Religion and the RIse of Capitalism by Bejamin M. Friedman

The Harvard Clubs of Texas

invite you to join a conversation with

 Prof. Benjamin M. Friedman

 

Thursday, March 11, 7pm – 8:30pm

 

Professor Friedman is one of the nation’s preeminent experts on economic policy, and he has written extensively on the broader relationship of economics to other lines of thinking. He will discuss his new book, Religion and the Rise of Capitalism, which was released on January 26, 2021.

This new book is a major reassessment of the foundations of modern economic thinking, examining the profound influence of an until-now unrecognized force – religion.  Professor Friedman will share his research into how religious thinking has shaped economic thinking ever since the beginnings of modern Western economics. In addition, in light of the fact that we have just concluded a historic national election, he will focus on how early religious influences continue to shape our current-day debate over economic policy in the United States.

Please register for the event on the Harvard Club of Dallas website:

Harvard Club of Dallas

More about the Book: Religion and the Rise of Capitalism

Critics of contemporary economics complain that belief in free markets–among economists as well as many ordinary citizens–is a form of religion. It turns out that, in a deeper, more historically grounded sense, there is something to this idea. Contrary to the conventional historical view of economics as an entirely secular product of the Enlightenment, Benjamin M. Friedman demonstrates that religion exerted a powerful influence from the outset. Friedman makes clear how the foundational transition in thinking about what we now call economics, beginning in the eighteenth century, was decisively shaped by what were then hotly contended lines of religious thought within the English-speaking Protestant world. Beliefs about God-given human character, about the afterlife, and about the purpose of our existence, were all under scrutiny in the world in which Adam Smith and his contemporaries lived. Friedman also explores how the resulting influences of religious thinking on economic thinking help to explain the sometimes puzzling stance of so many of our fellow citizens whose views about economic policies–and whose voting behavior–seems sharply at odds with what would be to their own economic benefit. 

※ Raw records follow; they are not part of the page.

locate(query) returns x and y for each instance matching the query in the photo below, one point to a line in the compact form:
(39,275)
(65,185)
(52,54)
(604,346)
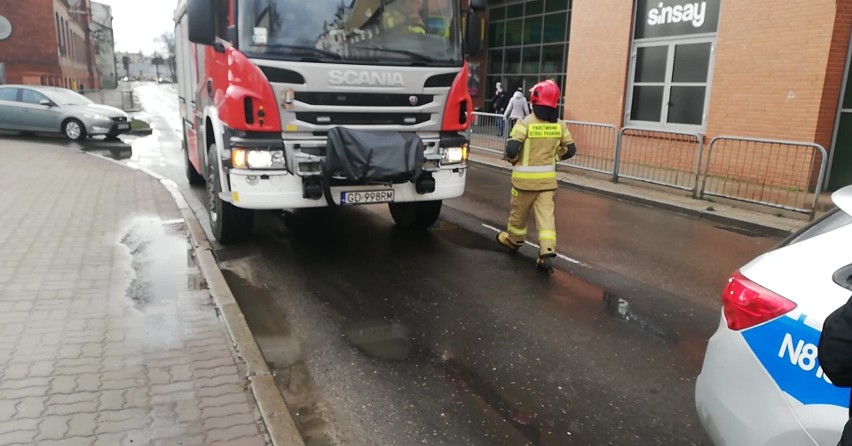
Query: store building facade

Professor Benjamin M. Friedman is the William Joseph Maier Professor of Political Economy, and formerly Chairman of the Department of Economics, at Harvard University. His best known books among the general public are The Moral Consequences of Economic Growth (Knopf) and Day of Reckoning: The Consequences of American Economic Policy Under Reagan and After (Random House).  His newest book, Religion and the Rise of Capitalism (Knopf), was published in January 2021. He has also written and/or edited fourteen other books, and more than 150 articles in professional journals, aimed primarily at economists and economic policymakers.  Much of this work has focused on economic policy, and in particular on the role of the financial markets in shaping how monetary and fiscal policies affect overall economic activity.  He is also a frequent contributor to publications reaching a broader audience, including especially The New York Review of Books

Professor Friedman's current professional activities include serving as a director of the Private Export Funding Corporation, a trustee of the Pioneer Funds, and a director of the Council for Economic Education.  He was also a long-time director and member of the editorial board of the Encyclopaedia Britannica.  In addition, he has served as director of financial markets and monetary economics research at the National Bureau of Economic Research, as a member of the National Science Foundation Subcommittee on Economics, as an adviser to the Congressional Budget Office and to the Federal Reserve Bank of New York, as a trustee of the College Retirement Equities Fund, and as a director of the American Friends of Cambridge University.  He is a member of the American Academy of Arts and Sciences and the Council on Foreign Relations. 

Professor Friedman received the A.B., A.M. and Ph.D. degrees in economics from Harvard University; during his graduate study at Harvard he was a Junior Fellow of the Society of Fellows.  In addition, he received the M.Sc. degree in economics and politics from King's College, Cambridge (U.K.), where he studied as a Marshall Scholar. Among other distinctions, he has received the George S. Eccles Prize, awarded annually for excellence in writing about economics; the John R. Commons Award, given every two years in recognition of contributions to economics; and the Medal of the Italian Senate.